"CRASH" UPDATE
The Fed's massive full point interest rate cut announced Sunday night seemed to have the opposite effect of its intent to stabilize equity markets. The broad stock market experienced a record-breaking plunge on Monday with the DOW losing over 3000 points. It seems the timing of this announcement was bad as most were expecting a rate cut to be announced after this week's FOMC meeting (now cancelled), which is normal Fed protocol. The "emergency" announcement of a full point cut on Sunday apparently alarmed many traders and investors (already spooked by the ongoing coronavirus crisis) and triggered the massive sell-off on Monday, Markets are more stable today, calmed by the White House backing a 850 billion Federal stimulus plan and a mid-day press briefing from the White House outlining a coronavirus bill to be passed around the middle of this week to help financially stressed Americans dealing with the effects of this epidemic. The DOW is up 800 points at the moment (3:30 pm EDST).
So far, the general support levels I mentioned in last Thursday's blog (20,000 in the DOW and 2,300 in the S&P 500) are holding. We could see a rebound from here; however, all three indices (DOW, S&P 500, NASDAQ) made new lows yesterday (i.e. no intermarket bullish divergence this week). We generally like to see bullish divergence at a significant low. Also, yesterday's lows did not happen in a reversal zone, but we are entering another strong one later this week (March 20 - April 6). I would prefer to see a significant low in that time frame. Let's wait and see how this market moves into Friday. Still on the sidelines of the broad stock market for now.

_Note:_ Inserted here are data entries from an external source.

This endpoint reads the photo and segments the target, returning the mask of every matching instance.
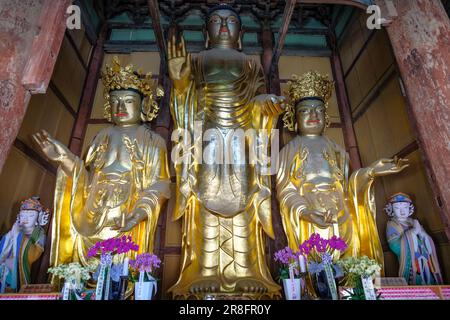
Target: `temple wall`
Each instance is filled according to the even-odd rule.
[[[78,51],[78,53],[77,53]],[[68,30],[45,94],[33,95],[0,174],[0,234],[15,222],[20,202],[39,195],[53,207],[56,167],[37,153],[31,134],[45,129],[68,145],[79,106],[91,45],[84,29]]]
[[[425,230],[434,239],[441,271],[450,279],[450,245],[426,177],[414,128],[408,117],[407,100],[385,30],[367,29],[365,15],[356,17],[340,44],[340,56],[352,109],[355,133],[363,166],[395,155],[410,160],[402,173],[375,183],[377,225],[385,255],[386,275],[398,273],[397,258],[386,241],[387,198],[397,192],[412,196]],[[420,120],[419,120],[420,121]]]

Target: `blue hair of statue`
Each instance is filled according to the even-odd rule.
[[[230,10],[232,11],[237,18],[239,19],[239,24],[242,26],[242,20],[241,17],[239,15],[239,12],[237,12],[237,10],[235,8],[233,8],[232,6],[225,4],[225,3],[221,3],[217,6],[212,7],[211,9],[209,9],[208,14],[206,15],[206,21],[209,20],[209,18],[212,16],[212,14],[218,10]]]

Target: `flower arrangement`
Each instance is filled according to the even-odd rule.
[[[337,264],[344,270],[346,276],[349,277],[349,284],[355,284],[355,278],[374,277],[381,271],[381,266],[375,260],[366,256],[355,258],[349,257],[339,260]]]
[[[353,288],[351,291],[346,290],[350,294],[350,299],[366,300],[362,281],[367,278],[372,279],[381,271],[381,266],[378,262],[363,256],[342,259],[337,264],[344,270],[346,276],[345,285]]]
[[[333,265],[333,254],[337,250],[343,252],[347,244],[336,236],[324,239],[319,234],[312,234],[308,240],[299,246],[300,254],[308,258],[308,269],[310,273],[320,273],[325,264]],[[334,266],[335,267],[335,266]],[[338,270],[335,269],[337,272]]]
[[[78,262],[59,265],[54,268],[49,268],[47,272],[53,273],[60,279],[68,282],[75,282],[80,285],[84,281],[91,278],[91,272],[95,270],[95,265],[81,266]]]
[[[157,255],[152,253],[139,254],[135,260],[130,260],[130,267],[139,272],[152,273],[160,267],[161,260]]]
[[[152,272],[158,269],[160,264],[161,260],[153,253],[142,253],[135,260],[130,260],[130,266],[135,270],[131,278],[135,282],[135,300],[152,299],[153,292],[156,293],[158,287]]]
[[[101,256],[104,255],[114,255],[114,254],[125,254],[129,251],[138,251],[139,246],[135,244],[131,236],[122,236],[118,238],[109,238],[103,241],[98,241],[94,246],[92,246],[87,257],[92,258],[100,253]]]
[[[293,252],[291,248],[285,247],[275,252],[274,260],[280,264],[279,280],[289,279],[289,269],[294,272],[294,278],[300,277],[298,265],[300,252]]]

I should mention here that any significant rally in equities at this point will most likely not make new all-time highs. I had previously thought that a strong rally into the summer or early fall would lead to new all-time highs (and possibly a "blow-off" top) before a very strong downturn and severe correction. That seems very unlikely now. If the Fed and the Trump Administration's stimulus efforts do turn this market around temporarily, we could get some significant rallies into the summer. But, again, these rallies (or rally) will likely not make new highs and will reverse and eventually lead to lows even lower than what we've seen so far (possibly a lot lower). With this in mind, we should be on the lookout for opportunities to sell short. There may also be opportunities to buy at cycle or sub-cycle bottoms, but these will likely be shorter-term trades.
Crude oil is making a new low today ($26.71 - April contract chart), which may not bode well for the broad stock market. Gold and silver prices are bouncing a bit off yesterday's new lows. We may see some rallying here, but I am inclined to think prices will move lower into our next reversal zone (March 20 - April 6). Let's stay on the sidelines of all these commodities.